Saturday, November 15, 2008

Bailout Reform

Many of us are upset about the economic crisis, especially as we watch the fiasco known as the bailout. Just the other day we were told that instead of buying up all the bad mortgages that are directly responsible for much of the mess we find ourselves in, the Government is now buying banks and other companies.

We saw that AIG, the insurance giant, came to the well once again, all the while providing massive luxury meetings and huge bonuses to company executives, all with the taxpayer funded bailout monies. None of this sits well with the taxpayers.

I was against the idea of the bailout from the start, as many others were and are. However, our Government is bound and determined to keep on spending in hopes something positive will happen. In this light, and simply for the sake of argument, (not that I am actually pushing the idea,) I offer a different pathway for bailout monies.

A brief bit of searching turned up numbers showing there are approximately some 50 million mortgages. Most of these are solvent, being paid on time, but those that are either behind or in default are undermining the entire financial industry. The reasons for the defaults are many, including massive fraud, irresponsible borrowing, etc…, but this is a point for another day.
What if we gave the money directly to the mortgage holders? What might be the consequences? What would be the cost? Will it work? (Note: I am not breaking down the various types of loans or taking into consideration fraudulent loans. This is merely an exercise for the sake of argument.)

From the few figures I have found, the average outstanding balance of mortgages is somewhere in the neighborhood of around $145,000.00. If, for instance, the government gives out half of that money with the requirement the monies be spend paying down the principle and restructuring notes that were written at unfavorable terms. The cost would be about $362.5 billion. Now we put on the rose colored glasses to analyze the potential results!

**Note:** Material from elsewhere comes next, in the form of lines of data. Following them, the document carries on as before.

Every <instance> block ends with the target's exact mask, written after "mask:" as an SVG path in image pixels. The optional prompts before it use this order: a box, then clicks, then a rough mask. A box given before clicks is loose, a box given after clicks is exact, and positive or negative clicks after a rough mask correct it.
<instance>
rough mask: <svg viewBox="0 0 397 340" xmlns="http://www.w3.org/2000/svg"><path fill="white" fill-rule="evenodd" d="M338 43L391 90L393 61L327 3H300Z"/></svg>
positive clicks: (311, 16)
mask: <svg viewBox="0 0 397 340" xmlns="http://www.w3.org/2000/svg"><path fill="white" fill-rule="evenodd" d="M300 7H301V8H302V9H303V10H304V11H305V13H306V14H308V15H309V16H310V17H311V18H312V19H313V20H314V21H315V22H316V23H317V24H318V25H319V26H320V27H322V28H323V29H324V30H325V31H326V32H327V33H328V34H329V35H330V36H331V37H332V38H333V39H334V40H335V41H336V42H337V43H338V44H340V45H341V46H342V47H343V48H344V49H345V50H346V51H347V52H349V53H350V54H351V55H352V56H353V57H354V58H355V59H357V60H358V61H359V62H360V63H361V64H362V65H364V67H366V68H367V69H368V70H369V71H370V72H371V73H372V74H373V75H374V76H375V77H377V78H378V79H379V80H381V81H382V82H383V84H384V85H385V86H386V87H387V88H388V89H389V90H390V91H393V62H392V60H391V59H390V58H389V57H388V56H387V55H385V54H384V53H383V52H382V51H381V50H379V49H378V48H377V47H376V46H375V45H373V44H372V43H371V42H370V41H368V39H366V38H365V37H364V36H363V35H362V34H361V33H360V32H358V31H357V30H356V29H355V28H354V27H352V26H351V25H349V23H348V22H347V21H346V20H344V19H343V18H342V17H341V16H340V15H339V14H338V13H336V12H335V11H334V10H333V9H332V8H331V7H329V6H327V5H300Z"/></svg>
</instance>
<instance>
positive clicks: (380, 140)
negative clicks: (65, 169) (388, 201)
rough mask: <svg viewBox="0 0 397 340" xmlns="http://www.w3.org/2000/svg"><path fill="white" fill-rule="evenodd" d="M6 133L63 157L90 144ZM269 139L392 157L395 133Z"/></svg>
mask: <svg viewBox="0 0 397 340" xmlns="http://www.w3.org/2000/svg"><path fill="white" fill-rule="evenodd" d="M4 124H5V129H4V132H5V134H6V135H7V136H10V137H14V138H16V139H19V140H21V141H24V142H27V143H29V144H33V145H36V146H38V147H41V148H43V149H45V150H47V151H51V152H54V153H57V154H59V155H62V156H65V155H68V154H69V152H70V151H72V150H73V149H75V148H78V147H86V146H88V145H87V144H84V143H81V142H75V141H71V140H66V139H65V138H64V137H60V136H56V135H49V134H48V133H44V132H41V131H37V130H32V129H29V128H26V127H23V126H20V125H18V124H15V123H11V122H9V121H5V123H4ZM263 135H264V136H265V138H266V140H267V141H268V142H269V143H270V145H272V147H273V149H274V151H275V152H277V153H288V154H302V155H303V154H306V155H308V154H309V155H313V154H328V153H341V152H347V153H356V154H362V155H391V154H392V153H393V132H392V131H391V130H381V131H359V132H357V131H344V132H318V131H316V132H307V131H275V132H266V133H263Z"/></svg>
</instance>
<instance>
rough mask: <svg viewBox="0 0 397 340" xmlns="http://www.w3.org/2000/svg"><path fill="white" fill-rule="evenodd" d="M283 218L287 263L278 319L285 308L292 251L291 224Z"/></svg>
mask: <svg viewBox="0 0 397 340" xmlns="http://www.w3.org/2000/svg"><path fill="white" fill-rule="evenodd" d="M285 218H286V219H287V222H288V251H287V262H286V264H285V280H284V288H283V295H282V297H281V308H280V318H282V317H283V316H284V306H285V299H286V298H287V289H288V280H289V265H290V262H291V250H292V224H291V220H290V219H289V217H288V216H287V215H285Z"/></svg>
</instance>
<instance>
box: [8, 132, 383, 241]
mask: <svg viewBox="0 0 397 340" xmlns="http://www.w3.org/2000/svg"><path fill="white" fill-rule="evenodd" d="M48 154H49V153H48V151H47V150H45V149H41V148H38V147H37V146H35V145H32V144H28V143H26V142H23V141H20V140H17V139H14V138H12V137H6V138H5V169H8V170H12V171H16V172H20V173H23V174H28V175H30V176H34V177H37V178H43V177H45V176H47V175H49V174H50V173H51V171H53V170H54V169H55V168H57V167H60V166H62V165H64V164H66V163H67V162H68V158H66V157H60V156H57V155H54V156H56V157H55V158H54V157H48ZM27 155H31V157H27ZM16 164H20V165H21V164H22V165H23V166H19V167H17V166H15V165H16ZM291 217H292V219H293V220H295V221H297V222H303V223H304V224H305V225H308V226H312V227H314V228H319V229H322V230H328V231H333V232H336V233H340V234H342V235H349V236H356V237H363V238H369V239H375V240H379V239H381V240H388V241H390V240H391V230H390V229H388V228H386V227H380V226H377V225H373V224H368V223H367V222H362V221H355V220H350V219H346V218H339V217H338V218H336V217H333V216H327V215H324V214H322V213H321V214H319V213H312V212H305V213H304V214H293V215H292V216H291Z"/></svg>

The financial institutions that hold the loans would be flush with cash. These monies would be required to be the source of new loans, responsible loans to people who can pay them back. They would also be required to pay a small percent of the profits to the Government, (on not only the original monies but future profits resulting from the monies the institutions collected as a result of the new loans,) to pay the debts the taxpayers are now holding as a result of the bailouts.
Most mortgages should now be caught up and affordable. The homes would now have positive equity. Home values should actually rise adding even more equity. People would also have a larger percentage of their incomes available for other spending which has largely been curtailed as a result of this whole mess. With more spending comes economic growth as retailers need to by more product, manufacturers need to produce more goods, including the auto manufacturers which should help to negate the need for the Government to bail them out, more people are employed to produce all these goods which gives rise to more income and more spending. With all of this we should also see more home purchases. As home inventories decline, home building should once again increase, but hopefully at a more moderate pace.
Sales taxes would be up as would real estate tax revenues which will help the states, counties and cities.

If all this were coupled with reforms in Government, (especially in earmarks and institutions such as Fannie Mae and Freddie Mac,) and a positive national energy plan, we could go a long way in restoring the economic quagmire we are now entangled in.
If the problem starts with the consumer overspending, especially on mortgages, would it not make some sense to start fixing the problem on this end? Does this make any less sense than what we are doing now?